Vines were cultivated for wine under all these ruling powers, but it wasnt until Christians had driven the Moors out of Iberia that trade with the rest of Europe took off.
In early trade, Portugal exported wine to England in exchange for food and goods.
To ensure that Portugals big, tannic red wines survived the ship to England, they were often fortified with brand before the voyage.
According to legend, a lone enterprising English merchant decided to fortify the wine during, rather than after the fermentation.
The brandy added sweetness to the fermenting wine, and Port was born.
But Portugals perhaps greatest contribution to the wine world came when English shippers discovered that stoppers made from the bark of cork could preserve a wine for a long ocean voyage and beyond.
The discovery may have been English, but most of the worlds cork trees grow in Spain and Portugal.
To this day, Portugal is still the worlds leading producer of cork.
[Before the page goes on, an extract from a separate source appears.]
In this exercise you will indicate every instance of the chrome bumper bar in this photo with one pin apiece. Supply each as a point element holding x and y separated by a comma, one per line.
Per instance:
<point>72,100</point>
Unfortunately, the end of the nineteenth marked the beginning of a difficult time for Portugal.
The vineyards were especially hard hit by the phyloxxera blight, and political disruptions in the twentieth century made recovery difficult.
A bright spot came in 1916 when the world community agreed that only Portugal could legally call its wine Port and Madeira, but quality in the highly collectivized system remained generally low.
Only when Portugal was admitted to the E.U. in 1986 did winemaking begin to improve rapidly.
Today the focus in Portugal is on making quality wine and making a name for the country in the international market.